Two little old ladies, who were sitting at either
side of a table, sprang to their feet with ejaculations
of interest, and rushed to the window of the
sitting-room.
"Take care, Monica dear," said one, shrouding herself
in the lace curtain; "don't let them see us.
"No, no, Bertha. We must not give them reason to say
that their neighbors are inquisitive. But I think that
we are safe if we stand like this."
The open window looked out upon a sloping lawn, well
trimmed and pleasant, with fuzzy rosebushes and a
star-shaped bed of sweet-william. It was bounded by
a low wooden fence, which screened it off from a broad,
modern, new metaled road. At the other side of this road
were three large detached deep-bodied villas with peaky
eaves and small wooden balconies, each standing in its
own little square of grass and of flowers. All three
were equally new, but numbers one and two were curtained
and sedate, with a human, sociable look to them; while
number three, with yawning door and unkempt garden, had
apparently only just received its furniture and made
itself ready for its occupants. A four-wheeler had
driven up to the gate, and it was at this that the old
ladies, peeping out bird-like from behind their curtains,
directed an eager and questioning gaze.
The cabman had descended, and the passengers within
were handing out the articles which they desired him to
carry up to the house. He stood red-faced and blinking,
with his crooked arms outstretched, while a male hand,
protruding from the window, kept piling up upon him a
series of articles the sight of which filled the curious
old ladies with bewilderment.
"My goodness me!" cried Monica, the smaller, the
drier, and the more wizened of the pair. "What do you
call that, Bertha? It looks to me like four batter
puddings."
"Those are what young men box each other with,"

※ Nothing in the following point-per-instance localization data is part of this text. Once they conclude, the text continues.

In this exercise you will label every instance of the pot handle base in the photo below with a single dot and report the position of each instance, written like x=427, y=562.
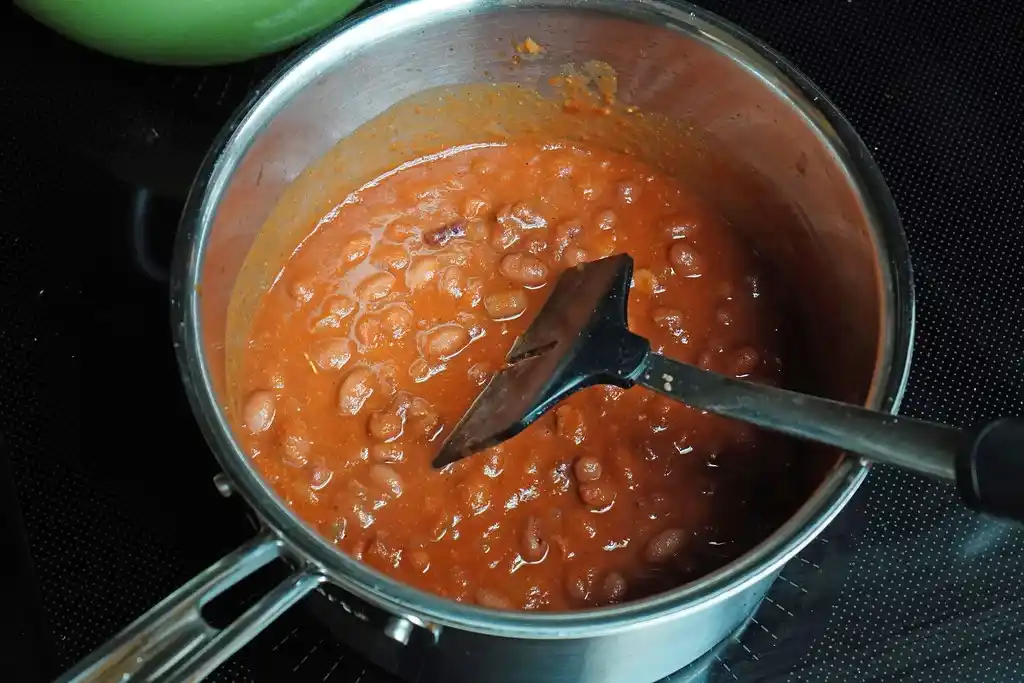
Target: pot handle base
x=172, y=642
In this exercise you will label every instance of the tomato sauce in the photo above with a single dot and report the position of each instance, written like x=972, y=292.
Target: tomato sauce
x=382, y=327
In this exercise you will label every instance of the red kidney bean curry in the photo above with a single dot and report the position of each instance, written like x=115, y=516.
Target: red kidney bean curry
x=385, y=323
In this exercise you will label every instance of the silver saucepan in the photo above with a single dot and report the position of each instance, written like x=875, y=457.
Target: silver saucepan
x=787, y=168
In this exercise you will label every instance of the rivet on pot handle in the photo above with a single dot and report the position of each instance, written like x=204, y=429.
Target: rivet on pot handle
x=173, y=643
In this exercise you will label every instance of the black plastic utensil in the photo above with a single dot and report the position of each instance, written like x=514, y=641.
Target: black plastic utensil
x=580, y=339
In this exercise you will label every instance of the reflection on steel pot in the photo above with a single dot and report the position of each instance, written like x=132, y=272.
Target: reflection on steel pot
x=788, y=169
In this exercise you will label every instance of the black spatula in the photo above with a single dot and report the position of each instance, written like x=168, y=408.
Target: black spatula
x=580, y=339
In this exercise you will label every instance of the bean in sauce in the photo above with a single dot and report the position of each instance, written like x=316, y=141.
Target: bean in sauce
x=407, y=306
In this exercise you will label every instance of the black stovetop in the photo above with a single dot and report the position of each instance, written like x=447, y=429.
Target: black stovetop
x=105, y=512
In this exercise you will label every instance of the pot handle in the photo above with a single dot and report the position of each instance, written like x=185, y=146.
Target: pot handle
x=172, y=643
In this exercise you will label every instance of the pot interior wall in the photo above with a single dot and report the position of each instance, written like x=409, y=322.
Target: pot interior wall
x=731, y=133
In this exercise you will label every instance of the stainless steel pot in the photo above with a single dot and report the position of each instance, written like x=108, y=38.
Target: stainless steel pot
x=785, y=166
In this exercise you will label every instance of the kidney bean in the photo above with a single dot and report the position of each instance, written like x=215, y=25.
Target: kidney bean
x=663, y=546
x=479, y=373
x=386, y=454
x=482, y=166
x=331, y=353
x=301, y=292
x=337, y=529
x=629, y=190
x=573, y=256
x=385, y=477
x=645, y=282
x=355, y=389
x=320, y=476
x=420, y=560
x=384, y=550
x=524, y=269
x=744, y=360
x=671, y=319
x=708, y=359
x=396, y=321
x=606, y=220
x=385, y=425
x=494, y=462
x=587, y=468
x=420, y=371
x=568, y=230
x=356, y=248
x=423, y=418
x=399, y=230
x=445, y=233
x=389, y=257
x=521, y=216
x=579, y=584
x=335, y=309
x=422, y=270
x=370, y=331
x=478, y=229
x=257, y=413
x=569, y=424
x=376, y=287
x=679, y=227
x=476, y=495
x=453, y=282
x=492, y=599
x=506, y=305
x=445, y=341
x=504, y=236
x=295, y=446
x=532, y=547
x=473, y=207
x=597, y=495
x=387, y=376
x=613, y=587
x=685, y=260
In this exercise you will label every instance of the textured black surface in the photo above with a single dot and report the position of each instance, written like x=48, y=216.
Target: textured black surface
x=94, y=155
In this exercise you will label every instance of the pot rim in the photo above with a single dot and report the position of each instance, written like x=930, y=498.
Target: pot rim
x=309, y=549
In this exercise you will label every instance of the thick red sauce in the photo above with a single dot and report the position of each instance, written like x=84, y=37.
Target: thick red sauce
x=384, y=324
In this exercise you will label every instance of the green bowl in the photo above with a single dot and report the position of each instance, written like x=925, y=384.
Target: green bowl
x=187, y=32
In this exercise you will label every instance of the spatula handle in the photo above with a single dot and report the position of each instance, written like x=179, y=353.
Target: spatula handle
x=987, y=463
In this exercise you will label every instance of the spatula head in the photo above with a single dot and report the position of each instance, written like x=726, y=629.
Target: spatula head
x=578, y=339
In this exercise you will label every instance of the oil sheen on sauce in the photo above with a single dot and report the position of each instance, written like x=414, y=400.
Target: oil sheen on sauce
x=382, y=327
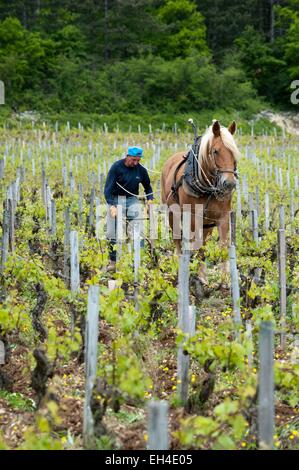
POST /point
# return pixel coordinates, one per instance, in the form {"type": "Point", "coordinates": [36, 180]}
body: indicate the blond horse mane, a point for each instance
{"type": "Point", "coordinates": [206, 143]}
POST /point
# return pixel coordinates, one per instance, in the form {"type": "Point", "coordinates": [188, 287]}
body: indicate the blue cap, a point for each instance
{"type": "Point", "coordinates": [135, 152]}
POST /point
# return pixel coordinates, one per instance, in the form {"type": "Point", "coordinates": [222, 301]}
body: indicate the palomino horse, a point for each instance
{"type": "Point", "coordinates": [216, 180]}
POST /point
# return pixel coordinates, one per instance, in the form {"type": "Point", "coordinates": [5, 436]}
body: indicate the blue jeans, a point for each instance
{"type": "Point", "coordinates": [132, 213]}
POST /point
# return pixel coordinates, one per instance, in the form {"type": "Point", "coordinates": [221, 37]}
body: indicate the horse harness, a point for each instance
{"type": "Point", "coordinates": [191, 178]}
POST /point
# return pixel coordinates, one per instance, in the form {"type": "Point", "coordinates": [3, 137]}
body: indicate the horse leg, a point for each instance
{"type": "Point", "coordinates": [202, 275]}
{"type": "Point", "coordinates": [223, 228]}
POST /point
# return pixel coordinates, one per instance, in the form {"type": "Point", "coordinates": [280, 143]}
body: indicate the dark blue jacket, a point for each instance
{"type": "Point", "coordinates": [128, 178]}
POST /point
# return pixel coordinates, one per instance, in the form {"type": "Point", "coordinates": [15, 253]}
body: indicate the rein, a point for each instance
{"type": "Point", "coordinates": [200, 184]}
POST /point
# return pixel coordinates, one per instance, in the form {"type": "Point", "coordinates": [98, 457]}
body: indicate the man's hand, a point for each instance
{"type": "Point", "coordinates": [113, 211]}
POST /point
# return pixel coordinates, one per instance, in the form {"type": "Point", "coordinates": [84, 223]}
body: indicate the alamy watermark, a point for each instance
{"type": "Point", "coordinates": [295, 94]}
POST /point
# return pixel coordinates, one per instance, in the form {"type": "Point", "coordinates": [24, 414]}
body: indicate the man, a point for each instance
{"type": "Point", "coordinates": [123, 179]}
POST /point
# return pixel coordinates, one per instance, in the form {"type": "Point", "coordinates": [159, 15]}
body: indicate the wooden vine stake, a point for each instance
{"type": "Point", "coordinates": [5, 236]}
{"type": "Point", "coordinates": [137, 258]}
{"type": "Point", "coordinates": [235, 285]}
{"type": "Point", "coordinates": [266, 386]}
{"type": "Point", "coordinates": [75, 272]}
{"type": "Point", "coordinates": [282, 284]}
{"type": "Point", "coordinates": [158, 425]}
{"type": "Point", "coordinates": [184, 325]}
{"type": "Point", "coordinates": [91, 356]}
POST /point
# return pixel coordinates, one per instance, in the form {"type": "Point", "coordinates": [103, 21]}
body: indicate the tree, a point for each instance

said Bertha, with a conscious air of superior worldly
knowledge.
"And those?"
Two great bottle-shaped pieces of yellow shining wood
had been heaped upon the cabman.
"Oh, I don't know what those are," confessed Bertha.
Indian clubs had never before obtruded themselves upon
her peaceful and very feminine existence.
These mysterious articles were followed, however, by
others which were more within their, range of
comprehension--by a pair of dumb-bells, a purple
cricket-bag, a set of golf clubs, and a tennis racket.